The difficult thing here is that Google actually has a very good case; it's their API, their service, their rules. On top of that, YouTube publishers - big and small - need to earn money from advertisements too, and incorrect implementations make that harder. Microsoft's mafia practices regarding patents, extorting companies to pay for Android use even though Microsoft has contributed zero code to Android plays a role too. Lastly, Windows Phone is essentially irrelevant with 3% market share - it's not as if Microsoft ever concerned itself with minority platforms.

Still, all this does is hurt consumers, no matter how few Windows Phone users there are. Just work this out, please, you bunch of children.

Thread beginning with comment 569784
To read all comments associated with this story, please click here.
You missed the dominance aspect.
by dsmogor on Fri 16th Aug 2013 16:36 UTC
Member since:

Services replaced platforms but the old mechanics remain.
Google is using Youtube protocol and license to sidestep WP the same way MS has used of Word formats to prevent Linux and Ooo from being successful alternative to Windows and MSO. Theoretically everyone can switch to vimeo but this is about as probable as was everyone dumping MSO along with their documents.
That MS fully deserves their fate now doesn't mean Google isn't running on the verge of anti-competitive practices.
The fact that MS doesn't want to cooperate anyway (counting on bringing Google to EC or DOJ) only adds another dimension to the case.

Edited 2013-08-16 16:52 UTC

Reply Score: 9

tkeith Member since:

Did you read the article? While on the face it looks like Google is purposely blocking a Windows Phone Youtube app, it's only because of the way Microsoft is trying to make it look that way. Microsoft made it seem like they were trying to work with Google, but in reality they refused to rewrite their app and just threw their old one back up without fully addressing the concerns.

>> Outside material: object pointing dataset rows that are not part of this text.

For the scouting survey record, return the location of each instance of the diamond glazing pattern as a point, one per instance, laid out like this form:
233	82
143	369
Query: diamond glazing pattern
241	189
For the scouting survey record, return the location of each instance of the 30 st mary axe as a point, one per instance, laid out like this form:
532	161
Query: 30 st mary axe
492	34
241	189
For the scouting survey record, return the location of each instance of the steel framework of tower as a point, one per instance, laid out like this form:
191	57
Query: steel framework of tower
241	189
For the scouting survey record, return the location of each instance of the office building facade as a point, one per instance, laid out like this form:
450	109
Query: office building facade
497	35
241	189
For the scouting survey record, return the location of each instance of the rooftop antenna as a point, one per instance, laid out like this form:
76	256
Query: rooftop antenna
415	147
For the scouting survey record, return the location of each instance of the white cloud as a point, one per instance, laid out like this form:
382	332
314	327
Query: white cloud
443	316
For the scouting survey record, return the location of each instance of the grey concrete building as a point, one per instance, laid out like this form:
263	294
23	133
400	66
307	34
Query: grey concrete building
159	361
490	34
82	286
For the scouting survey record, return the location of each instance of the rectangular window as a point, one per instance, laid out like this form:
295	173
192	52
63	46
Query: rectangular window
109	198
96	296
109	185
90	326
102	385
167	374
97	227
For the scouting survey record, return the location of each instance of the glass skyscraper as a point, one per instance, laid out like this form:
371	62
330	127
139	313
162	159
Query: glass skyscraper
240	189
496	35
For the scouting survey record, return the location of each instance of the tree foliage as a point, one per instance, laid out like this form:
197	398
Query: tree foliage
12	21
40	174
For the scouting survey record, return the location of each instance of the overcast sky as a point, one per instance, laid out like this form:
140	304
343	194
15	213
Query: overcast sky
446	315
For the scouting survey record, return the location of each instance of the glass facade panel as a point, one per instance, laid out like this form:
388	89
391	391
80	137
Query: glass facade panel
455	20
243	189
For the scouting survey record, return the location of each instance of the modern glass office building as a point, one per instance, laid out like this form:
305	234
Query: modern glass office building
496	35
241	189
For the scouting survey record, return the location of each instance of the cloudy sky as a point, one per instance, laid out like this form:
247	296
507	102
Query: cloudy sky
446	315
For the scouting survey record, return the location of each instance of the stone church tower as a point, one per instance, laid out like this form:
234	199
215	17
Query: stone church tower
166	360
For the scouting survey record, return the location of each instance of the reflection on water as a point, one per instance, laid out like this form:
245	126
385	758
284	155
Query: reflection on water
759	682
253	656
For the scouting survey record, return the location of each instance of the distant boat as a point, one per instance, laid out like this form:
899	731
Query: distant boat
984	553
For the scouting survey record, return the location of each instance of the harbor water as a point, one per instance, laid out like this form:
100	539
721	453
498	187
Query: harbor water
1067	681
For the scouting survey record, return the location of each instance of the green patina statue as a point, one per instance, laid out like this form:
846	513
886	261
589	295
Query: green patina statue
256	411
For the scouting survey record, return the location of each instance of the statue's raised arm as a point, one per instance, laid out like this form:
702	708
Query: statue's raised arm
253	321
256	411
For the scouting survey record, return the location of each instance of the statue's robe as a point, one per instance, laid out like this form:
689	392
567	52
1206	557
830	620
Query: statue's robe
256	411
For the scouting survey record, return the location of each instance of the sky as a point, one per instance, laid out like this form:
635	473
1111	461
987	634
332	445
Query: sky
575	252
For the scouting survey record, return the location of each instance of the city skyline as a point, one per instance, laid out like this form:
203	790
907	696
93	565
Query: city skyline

I wish Google would themselves make an HTML5 Youtube app, which could possible be used on Firefox OS, Ubuntu, ect. But according to Microsoft's own people you can't on WP8. Maybe Google was trying to show how WP8's HTML is broken and it backfired.

Reply Parent Score: 9

dsmogor Member since:

If Android can feature a native YT app so should be able other OSes, as simple as that.
Of course provided all licensing obligations are obeyed.

Reply Parent Score: 2

cdude Member since:

how WP8's HTML is broken and it backfired.

That brings us to the central points. First Microsoft not allows another browser then IE on WP. Second IE on WP8 is not up to simple tasks like a HTML5 youtube player cause it cannot embed videos, misses essential functionality you find in Safari, Firefox and Chrome but not in IE on WP8. There even exist HTML5 youtube players already but cause Microsoft not allows other browsers on WP ... gottcha.

I agree that is a childish game but hey, its not Google who started that and its not Google's fault that WP8 has such limitations. Its also not Google who wants something here, its Microsoft.

I also question that Google forces Microsoft to use HTML5. Point is the new native app, that just got blocked, not delivers ads like the iOS and Android apps do. Microsoft wrote they not know how but heck, Microsoft reversed engineed the whole app so sure they do know how! Its just they not implemented this central revenue-stream, this central point in the youtube-terms, and so they got blocked again for still the very same reason they got blocked the first time.

There is the detail that this, Microsoft's, issue is used and pushed to mass-media by Microsoft's lawyer and chief in Google-antitrust campaign. That explains why it happens, why Microsoff pushed the app even if it clearly still violates the terms. The HTML5 bla, openess bla, is smoke in the mirror. Microsoft does this as part of its google-fight and its customers pay the bill. Rude, get used to it.